Have you ever been watching a T.V. show, ..and a random thought pops in your head? It happens sometimes. So I thought I would give you a glimpse into my weird brain and share some of the many thoughts I have had while watching some of my T.V. Shows….
AMERICA’S NEXT TOP MODEL– I could do that pose so much better. I mean, they are completely missing the art of it.
REAL HOUSEWIVES OF NEW JERSEY– Wow, they are dysfunctional bitchy back stabbers. Why am I watching this again? Oh look! Another cat fight!
SHERLOCK– Hm, maybe I could deduce somebody like that… *looks over at friend. I can tell by the wrinkle in their shirt that they…. crap, I don’t know.
SUPERNATURAL– There is no way that dude eats nothing but cheeseburgers and pie, and still looks like an underwear model. That’s the most supernatural thing about this show.
ANIMAL COPS– No no no no no, change it change it change it. I don’t want to see that.
HOARDERS– Compared to them, I am a clean freak. I’m like the flippin Queen of England.
GAME OF THRONES– Another sex scene, really? I mean, I don’t mind sex, but can’t we just have another bloody battle instead? I might as well just be watching porn.
MINDY PROJECT– HAHAHAHAHA! OMG, Mindy, stop! I’m gonna pee my pants! HAHAHA!
OPRAH– Aw, they all get free ipods and free cars and free bedsheets. And what do I get? Nothing.
TOP CHEF- Oh geez, that looks good. I would eat all of that. And the judge says it’s mediocre? Shut up, judge! I don’t want to hear it. All I have to eat is mac and cheese.
BIGGEST LOSER– I could probably do that exercise… If they can, I can… Who am I kidding? My ass is basically glued to this couch….*could you pass the popcorn…
THE WALKING DEAD– I don’t know which is more gross: The zombies or people doing it when they haven’t showered in two years.
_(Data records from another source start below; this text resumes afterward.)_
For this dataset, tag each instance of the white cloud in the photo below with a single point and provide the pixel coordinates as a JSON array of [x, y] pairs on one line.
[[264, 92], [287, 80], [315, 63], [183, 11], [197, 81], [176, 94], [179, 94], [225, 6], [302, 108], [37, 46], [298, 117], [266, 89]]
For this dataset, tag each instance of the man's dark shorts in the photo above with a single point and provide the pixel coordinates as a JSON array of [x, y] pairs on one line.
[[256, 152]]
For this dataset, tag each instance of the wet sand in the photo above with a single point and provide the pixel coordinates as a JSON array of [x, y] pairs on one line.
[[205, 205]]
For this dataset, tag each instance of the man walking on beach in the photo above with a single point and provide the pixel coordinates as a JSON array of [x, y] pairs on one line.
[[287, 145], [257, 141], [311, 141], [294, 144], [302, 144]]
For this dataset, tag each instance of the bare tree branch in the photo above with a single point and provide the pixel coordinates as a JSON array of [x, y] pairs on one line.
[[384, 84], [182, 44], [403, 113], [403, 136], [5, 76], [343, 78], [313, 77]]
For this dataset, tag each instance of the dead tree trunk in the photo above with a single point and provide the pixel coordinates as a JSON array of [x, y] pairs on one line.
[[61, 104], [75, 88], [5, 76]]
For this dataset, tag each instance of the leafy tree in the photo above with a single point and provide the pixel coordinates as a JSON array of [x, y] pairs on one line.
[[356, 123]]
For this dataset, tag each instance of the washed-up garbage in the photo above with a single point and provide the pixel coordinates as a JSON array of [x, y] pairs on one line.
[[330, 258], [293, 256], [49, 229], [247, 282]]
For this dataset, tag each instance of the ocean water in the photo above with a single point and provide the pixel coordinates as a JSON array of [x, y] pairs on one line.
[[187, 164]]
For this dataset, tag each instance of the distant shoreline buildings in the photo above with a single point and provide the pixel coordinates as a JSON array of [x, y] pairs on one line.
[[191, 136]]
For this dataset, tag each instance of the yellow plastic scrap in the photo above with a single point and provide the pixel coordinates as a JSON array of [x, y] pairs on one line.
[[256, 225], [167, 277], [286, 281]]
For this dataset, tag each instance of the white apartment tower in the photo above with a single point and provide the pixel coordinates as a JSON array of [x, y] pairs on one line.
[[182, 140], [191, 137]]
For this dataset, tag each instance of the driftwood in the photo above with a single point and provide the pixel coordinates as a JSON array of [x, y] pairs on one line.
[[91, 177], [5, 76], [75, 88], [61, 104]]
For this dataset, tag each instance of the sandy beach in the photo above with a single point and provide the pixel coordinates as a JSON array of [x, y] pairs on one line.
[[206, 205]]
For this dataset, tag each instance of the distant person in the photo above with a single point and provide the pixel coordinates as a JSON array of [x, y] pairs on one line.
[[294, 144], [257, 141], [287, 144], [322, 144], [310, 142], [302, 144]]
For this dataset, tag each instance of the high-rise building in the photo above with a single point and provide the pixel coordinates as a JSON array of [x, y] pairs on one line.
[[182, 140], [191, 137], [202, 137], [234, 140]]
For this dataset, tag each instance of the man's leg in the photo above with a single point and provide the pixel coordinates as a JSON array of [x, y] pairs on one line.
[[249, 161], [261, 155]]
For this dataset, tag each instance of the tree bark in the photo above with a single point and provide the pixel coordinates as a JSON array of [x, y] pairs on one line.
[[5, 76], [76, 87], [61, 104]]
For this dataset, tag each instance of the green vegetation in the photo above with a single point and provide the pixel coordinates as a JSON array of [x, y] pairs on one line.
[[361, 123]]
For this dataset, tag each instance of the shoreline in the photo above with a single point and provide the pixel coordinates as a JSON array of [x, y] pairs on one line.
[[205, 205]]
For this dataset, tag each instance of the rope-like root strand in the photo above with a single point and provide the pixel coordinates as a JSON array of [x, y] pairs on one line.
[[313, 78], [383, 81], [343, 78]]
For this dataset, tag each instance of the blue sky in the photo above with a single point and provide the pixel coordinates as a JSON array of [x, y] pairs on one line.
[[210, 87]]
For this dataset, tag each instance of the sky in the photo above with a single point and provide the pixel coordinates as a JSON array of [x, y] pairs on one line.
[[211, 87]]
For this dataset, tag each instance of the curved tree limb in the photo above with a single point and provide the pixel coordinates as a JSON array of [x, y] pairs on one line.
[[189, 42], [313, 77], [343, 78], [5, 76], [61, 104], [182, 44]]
ONCE UPON A TIME– So, wait? He’s the grandfather of the son of the sister of the evil step mother? I’m confused.
ORANGE IS THE NEW BLACK– It doesn’t look too bad. I could probably handle prison. I bet I’d be the toughest one in there. Except the whole pooping in front of people thing… I don’t think I could do that…
ELEMENTARY- So this is like Sherlock… but without Benedict Cumberbatch… I want Benedict Cumberbatch.
19 KIDS AND COUNTING – nope. *turns off T.V. and heads to the bathroom to pluck eyebrows! ….plucking eyebrows is more interesting!!